Game critics have made a lot of BioShock's critique of Objectivism, science and free will. It sets the scene with the bathysphere slideshow about how Rapture frees you to pursue your talents as far as they will take you without any of that messy religion or politics or state control. Society is for suckers. The lesson is slowly unveiled, culminating in a confrontation that calls into the question the very nature of individuality and choice. The divide between freedom and slavery is as simple as the ability to choose.
If you had read no commentary about the game at all, it would be entirely possible to play through it and not plumb the depths of the commentary that Ken Levine and 2K Boston were making. BioShock can be seen as yet another pretty first-person shooter with some really neat mechanics.
Traditionally, films have been better than games at imparting moral lessons or driving home philosophical points, but Verbinski and the screenwriter will have to decide first whether the game's message is the one they wish to make, or if they even want a message at all. Ryan is a sort of Frankenstein, only the city is his monster; "BioShock" the movie could choose to keep it simple by focusing on his ambition and arrogance instead of making any larger point about free will and social constraint.
No matter how you slice it, BioShock will require some major adaptation in order to work on-screen, much more than Halo or Prince of Persia will. And these adaptations will worry many of the thousands of people who loved the game. A lot of it will come down to whether or not BioShock is seen as a setting, as a parable or as an adventure.
How Do You Deal With Plasmids?
Where the "Prince of Persia" movie can just have the hero running around and making acrobatic moves, BioShock's central mechanic involves mutation into superhero status. As fantastical as the idea of an underwater metropolis is, once you add a hand that fires bees at enemies, you are well past plausibility even in a world that is sideways to our reality.
Gamers are used to this sort of nonsense, of course. You jam your arm with magic sauce and the next thing you know you are Bee Man. In the context of the game, it works as myth -- humans transcending human nature and becoming monsters as much as gods.

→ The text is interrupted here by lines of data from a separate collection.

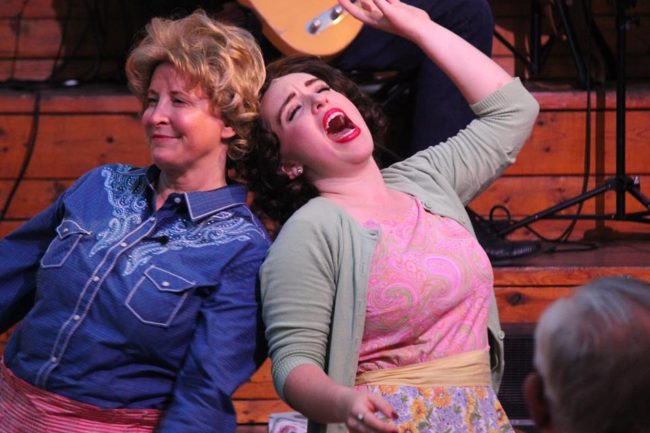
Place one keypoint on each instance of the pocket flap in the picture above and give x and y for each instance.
(69, 227)
(166, 281)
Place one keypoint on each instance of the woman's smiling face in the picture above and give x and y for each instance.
(184, 133)
(318, 128)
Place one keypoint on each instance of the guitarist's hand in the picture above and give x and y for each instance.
(389, 15)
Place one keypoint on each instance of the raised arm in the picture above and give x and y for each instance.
(475, 74)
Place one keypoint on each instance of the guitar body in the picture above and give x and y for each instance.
(315, 27)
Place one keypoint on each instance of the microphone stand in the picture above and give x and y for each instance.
(620, 183)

If it were magic, it might work better for a mass movie audience than science-y arm goo would, but a 1950s-1960s setting doesn't lend itself to the same fantasy elements that a far future or distant past setting do. Plus you have the imagery of gaining superpowers by injecting drugs.
Verbinski, of course, turned a Disney theme park ride into a billion-dollar franchise, and partially through the expansion of magical elements to go along with the period swashbuckling and legends of the Lost Dutchman. And there are mystical elements in the Indiana Jones series, though more as deus ex machinas or MacGuffins than as central plot mechanics. You really can't have BioShock without the science run amok, so plasmids will need to be there somehow.
Tentatively scheduled for 2010, there's still a good year or so before a lot of this stuff gets finalized. Verbinski is, reportedly, a serious gamer, so he'll want to work with a script that is both true to Levine's vision and would work well on-screen. The direction that the production team takes will have long-reaching consequences for casting and the like.